Some variants of juvenile nephronophthisis can have extrarenal associations, including ocular motor abnormalities, retinitis pigmentosa, liver fibrosis, and cerebellar abnormalities.

The expected course is progression to terminal renal failure in 5-10 years.
189. What are the genes involved in the pathogenesis of nephronophthisis-medullary cystic disease complex?
Thee genes, NPH1, NPH2, and NPH3, define the juvenile forms of the nephronophthisis and cause autosomal recessive disease.

The protein product of NPH1 is nephrocystin but its function is unknown.

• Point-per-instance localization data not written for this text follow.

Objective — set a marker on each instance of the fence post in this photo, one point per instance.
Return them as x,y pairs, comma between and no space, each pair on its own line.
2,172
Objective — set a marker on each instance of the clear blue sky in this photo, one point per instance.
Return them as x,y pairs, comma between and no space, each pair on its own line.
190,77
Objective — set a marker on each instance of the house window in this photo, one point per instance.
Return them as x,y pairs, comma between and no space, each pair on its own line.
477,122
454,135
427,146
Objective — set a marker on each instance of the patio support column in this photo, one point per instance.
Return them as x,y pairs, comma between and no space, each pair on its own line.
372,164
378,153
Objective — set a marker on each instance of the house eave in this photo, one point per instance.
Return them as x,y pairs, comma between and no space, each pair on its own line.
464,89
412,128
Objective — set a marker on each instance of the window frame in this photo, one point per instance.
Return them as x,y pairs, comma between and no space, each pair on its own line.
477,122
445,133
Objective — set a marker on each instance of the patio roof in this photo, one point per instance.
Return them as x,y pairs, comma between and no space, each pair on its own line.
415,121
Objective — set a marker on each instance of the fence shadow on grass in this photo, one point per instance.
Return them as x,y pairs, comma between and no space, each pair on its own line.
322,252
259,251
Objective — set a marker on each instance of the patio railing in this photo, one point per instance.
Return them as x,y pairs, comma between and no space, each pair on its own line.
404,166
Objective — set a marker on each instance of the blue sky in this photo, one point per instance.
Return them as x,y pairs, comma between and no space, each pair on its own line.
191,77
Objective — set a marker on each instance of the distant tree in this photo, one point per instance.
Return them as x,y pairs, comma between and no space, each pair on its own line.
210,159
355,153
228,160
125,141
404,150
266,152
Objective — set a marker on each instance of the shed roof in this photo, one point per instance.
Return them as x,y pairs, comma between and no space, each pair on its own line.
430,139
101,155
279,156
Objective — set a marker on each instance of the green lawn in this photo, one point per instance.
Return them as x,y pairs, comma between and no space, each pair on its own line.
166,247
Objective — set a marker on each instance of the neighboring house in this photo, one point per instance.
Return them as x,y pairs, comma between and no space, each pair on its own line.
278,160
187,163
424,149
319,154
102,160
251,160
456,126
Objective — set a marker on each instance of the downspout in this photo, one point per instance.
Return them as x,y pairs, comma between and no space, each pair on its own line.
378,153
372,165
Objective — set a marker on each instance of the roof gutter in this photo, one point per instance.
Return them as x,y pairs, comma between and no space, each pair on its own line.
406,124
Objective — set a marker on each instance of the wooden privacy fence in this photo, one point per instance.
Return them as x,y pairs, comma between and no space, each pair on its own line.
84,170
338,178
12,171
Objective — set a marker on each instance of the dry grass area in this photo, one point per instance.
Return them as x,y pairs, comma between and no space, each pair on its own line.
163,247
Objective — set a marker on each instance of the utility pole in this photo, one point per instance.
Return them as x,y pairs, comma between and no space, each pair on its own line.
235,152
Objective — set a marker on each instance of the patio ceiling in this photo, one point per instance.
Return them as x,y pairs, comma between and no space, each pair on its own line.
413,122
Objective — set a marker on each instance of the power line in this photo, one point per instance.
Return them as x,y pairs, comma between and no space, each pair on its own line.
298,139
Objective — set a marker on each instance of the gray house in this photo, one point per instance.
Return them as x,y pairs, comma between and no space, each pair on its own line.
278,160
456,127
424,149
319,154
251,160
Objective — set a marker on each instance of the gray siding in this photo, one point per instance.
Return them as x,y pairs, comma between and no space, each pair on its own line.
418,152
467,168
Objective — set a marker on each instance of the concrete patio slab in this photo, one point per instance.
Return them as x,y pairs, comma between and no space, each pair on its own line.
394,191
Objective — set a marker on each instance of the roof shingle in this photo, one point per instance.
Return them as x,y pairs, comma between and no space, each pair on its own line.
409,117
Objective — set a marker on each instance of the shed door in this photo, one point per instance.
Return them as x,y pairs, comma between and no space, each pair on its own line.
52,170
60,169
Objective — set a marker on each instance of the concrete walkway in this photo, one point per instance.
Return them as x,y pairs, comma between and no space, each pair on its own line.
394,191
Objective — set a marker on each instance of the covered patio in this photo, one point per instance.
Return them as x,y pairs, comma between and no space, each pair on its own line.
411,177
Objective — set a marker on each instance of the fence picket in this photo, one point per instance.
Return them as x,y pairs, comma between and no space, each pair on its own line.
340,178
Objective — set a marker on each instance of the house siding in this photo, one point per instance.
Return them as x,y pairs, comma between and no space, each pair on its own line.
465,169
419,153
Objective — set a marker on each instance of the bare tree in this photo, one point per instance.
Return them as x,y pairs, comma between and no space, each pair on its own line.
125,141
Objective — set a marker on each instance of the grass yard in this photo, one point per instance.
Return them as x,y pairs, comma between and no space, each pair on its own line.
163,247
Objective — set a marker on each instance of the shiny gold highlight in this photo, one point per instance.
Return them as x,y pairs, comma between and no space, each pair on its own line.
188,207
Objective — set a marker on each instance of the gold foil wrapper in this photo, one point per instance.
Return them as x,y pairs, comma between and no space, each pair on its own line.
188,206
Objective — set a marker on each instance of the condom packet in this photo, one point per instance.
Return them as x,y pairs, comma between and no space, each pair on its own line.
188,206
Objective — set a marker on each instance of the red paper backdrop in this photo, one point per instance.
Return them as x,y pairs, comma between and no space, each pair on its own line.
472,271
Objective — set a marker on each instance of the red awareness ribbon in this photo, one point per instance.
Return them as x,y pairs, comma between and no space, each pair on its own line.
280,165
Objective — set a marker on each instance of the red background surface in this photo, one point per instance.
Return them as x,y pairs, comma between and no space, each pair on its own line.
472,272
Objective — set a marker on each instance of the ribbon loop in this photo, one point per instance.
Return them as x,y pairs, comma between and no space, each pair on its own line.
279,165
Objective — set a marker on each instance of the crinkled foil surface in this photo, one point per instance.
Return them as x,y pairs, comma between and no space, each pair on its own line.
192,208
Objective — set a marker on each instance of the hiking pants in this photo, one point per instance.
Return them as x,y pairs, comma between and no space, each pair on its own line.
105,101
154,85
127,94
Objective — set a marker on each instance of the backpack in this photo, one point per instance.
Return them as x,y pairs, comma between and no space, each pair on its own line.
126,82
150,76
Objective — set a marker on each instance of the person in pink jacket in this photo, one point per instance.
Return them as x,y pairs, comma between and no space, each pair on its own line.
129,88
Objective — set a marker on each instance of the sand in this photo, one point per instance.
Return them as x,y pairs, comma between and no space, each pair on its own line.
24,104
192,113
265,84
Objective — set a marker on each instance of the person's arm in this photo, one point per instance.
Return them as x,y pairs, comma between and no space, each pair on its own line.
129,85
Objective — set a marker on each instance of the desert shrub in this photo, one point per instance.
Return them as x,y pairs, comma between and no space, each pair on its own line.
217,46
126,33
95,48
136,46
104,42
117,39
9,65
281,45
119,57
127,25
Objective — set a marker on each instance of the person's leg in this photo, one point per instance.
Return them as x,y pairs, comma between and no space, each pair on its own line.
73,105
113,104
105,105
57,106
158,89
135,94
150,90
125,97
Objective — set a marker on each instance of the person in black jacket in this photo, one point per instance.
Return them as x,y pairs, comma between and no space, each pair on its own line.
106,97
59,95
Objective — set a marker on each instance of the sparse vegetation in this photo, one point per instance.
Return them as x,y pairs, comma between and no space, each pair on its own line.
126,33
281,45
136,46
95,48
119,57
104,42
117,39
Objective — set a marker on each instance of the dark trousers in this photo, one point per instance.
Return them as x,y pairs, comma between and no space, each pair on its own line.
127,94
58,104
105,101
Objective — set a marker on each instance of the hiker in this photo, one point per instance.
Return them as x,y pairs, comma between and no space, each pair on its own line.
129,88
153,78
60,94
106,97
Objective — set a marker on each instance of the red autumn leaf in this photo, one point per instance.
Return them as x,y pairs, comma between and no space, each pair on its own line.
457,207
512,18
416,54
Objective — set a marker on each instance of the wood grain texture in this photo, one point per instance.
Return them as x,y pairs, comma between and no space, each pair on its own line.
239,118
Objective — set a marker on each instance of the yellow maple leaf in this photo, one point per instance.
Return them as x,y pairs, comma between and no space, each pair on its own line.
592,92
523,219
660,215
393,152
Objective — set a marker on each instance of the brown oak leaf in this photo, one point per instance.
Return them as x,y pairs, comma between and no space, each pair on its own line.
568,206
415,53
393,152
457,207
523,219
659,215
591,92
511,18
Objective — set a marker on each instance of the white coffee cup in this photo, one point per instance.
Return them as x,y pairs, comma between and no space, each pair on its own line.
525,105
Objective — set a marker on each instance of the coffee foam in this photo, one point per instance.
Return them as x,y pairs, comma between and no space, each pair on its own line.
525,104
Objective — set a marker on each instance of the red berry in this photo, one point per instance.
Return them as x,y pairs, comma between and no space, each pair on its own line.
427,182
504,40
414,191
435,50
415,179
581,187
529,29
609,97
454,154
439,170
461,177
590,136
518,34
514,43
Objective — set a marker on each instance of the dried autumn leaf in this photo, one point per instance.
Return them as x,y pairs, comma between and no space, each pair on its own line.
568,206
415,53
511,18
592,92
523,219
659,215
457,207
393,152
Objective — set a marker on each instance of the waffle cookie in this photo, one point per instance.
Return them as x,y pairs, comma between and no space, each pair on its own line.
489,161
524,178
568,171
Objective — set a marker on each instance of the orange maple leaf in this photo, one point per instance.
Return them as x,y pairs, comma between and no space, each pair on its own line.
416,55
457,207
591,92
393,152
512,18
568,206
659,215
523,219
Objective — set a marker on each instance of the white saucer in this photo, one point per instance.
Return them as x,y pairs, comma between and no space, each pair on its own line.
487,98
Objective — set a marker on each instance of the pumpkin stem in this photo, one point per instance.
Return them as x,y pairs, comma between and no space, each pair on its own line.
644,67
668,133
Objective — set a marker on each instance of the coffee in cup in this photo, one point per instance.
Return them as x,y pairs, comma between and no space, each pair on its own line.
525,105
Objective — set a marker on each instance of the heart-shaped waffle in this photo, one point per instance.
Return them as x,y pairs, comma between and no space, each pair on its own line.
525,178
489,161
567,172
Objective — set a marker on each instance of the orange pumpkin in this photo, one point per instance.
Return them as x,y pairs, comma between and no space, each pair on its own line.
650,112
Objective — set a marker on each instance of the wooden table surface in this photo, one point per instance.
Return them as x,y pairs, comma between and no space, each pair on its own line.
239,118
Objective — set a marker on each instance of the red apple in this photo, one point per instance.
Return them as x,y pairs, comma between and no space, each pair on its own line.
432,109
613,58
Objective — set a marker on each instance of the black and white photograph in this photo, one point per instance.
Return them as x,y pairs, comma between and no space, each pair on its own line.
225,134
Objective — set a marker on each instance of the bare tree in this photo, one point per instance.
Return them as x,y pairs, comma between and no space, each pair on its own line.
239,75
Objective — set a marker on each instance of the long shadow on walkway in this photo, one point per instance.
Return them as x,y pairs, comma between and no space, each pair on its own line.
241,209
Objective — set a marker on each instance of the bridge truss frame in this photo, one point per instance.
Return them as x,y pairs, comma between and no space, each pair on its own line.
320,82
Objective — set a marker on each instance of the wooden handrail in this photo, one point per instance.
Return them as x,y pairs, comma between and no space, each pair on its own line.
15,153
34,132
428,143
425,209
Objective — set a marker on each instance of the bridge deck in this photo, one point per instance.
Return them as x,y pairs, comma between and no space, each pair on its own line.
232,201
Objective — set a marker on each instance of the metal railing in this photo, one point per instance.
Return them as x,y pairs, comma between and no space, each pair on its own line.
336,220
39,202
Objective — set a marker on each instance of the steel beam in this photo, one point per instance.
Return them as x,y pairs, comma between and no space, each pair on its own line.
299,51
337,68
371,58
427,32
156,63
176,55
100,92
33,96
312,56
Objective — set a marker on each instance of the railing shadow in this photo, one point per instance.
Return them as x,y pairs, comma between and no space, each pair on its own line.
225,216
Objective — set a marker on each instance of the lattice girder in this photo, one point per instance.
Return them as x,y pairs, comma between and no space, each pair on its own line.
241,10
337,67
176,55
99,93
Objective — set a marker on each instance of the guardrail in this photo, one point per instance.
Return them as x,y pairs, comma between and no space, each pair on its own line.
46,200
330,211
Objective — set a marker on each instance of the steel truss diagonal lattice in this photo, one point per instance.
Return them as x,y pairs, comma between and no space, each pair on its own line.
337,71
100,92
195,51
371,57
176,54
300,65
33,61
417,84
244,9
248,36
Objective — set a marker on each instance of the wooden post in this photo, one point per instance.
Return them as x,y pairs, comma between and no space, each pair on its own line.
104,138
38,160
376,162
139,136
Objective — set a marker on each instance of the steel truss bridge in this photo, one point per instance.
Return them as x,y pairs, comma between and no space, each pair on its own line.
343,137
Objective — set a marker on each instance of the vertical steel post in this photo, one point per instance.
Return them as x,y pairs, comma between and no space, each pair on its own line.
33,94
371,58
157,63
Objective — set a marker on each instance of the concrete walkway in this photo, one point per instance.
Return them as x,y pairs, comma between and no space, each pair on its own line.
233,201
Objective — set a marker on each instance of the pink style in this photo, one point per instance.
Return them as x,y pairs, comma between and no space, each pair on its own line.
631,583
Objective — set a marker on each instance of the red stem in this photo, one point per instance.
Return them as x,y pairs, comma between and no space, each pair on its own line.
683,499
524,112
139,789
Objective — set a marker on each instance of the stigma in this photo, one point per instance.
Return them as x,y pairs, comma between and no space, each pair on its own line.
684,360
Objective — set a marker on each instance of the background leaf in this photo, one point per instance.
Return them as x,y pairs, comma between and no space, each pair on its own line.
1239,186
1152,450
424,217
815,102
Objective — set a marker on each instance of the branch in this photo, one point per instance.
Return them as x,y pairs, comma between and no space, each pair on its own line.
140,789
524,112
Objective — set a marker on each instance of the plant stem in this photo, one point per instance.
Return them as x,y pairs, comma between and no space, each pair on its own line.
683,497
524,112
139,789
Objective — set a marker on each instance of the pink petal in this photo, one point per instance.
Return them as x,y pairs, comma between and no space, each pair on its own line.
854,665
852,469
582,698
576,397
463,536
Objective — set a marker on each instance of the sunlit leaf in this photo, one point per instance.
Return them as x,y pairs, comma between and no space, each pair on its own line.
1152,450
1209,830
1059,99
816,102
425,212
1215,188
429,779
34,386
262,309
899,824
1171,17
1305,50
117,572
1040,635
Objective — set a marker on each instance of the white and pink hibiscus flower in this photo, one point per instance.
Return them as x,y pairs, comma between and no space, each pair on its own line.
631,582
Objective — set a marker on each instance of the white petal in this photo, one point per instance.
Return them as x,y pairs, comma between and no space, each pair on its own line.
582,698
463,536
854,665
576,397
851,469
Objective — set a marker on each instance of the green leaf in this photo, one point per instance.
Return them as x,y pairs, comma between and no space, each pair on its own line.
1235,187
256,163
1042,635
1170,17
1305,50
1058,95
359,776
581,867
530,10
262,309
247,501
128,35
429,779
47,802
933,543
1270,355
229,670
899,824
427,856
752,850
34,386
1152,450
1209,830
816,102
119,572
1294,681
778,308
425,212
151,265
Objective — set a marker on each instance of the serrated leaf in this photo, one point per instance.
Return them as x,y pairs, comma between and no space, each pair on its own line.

Two genes (MCKD1 and MCKD2) with autosomal dominant transmission, have been identified as causing medullary cystic disease that is characterized by progression to endstage kidney disease in adult life.
190. What is the morphology of nephronophthisis-medullary cystic disease complex?
In gross appearance, the kidneys are small, have contracted granular surfaces, and show cysts in the medulla, most prominently at the corticomedullary junction. Small cysts are also seen in the cortex.

The cysts are lined by flattened or cuboidal epithelium and are usually surrounded by either inflammatory cells or fibrous tissues. In the cortex, there is widespread atrophy and thickening of the basement membranes of the proximal and distal tubules, together w/interstitial fibrosis.
191. What is acquired (dialysis-associated) cystic disease?
End-stage kidneys of patients undergoing dialysis can develop multiple cortical and medullary cysts.

They are often lined by atypical, hyperplastic epithelium that can undergo malignant transformation to renal cell carcinoma.

These cysts often contain calcium oxalate crystals.
192. What are simple renal cysts?

How do they differ radiologically from renal tumors?
These occur as multiple, single, usually cortical cystic spaces that vary widely. They are lined by low cuboidal epithelium and usually are 2-5 cm in diameter but can measure up to 10 cm. They have smooth walls and are filled w/clear serous fluid.

On occasion, they hemorrhage and calcification of the hemorrhage can cause flank pain and irregular contours, thus mimicking renal carcinoma.

Radiologic studies show that in contrast to renal tumors, renal cysts have smooth contours, are almost always avascular, and give fluid rather that solid signals on ultrasonography.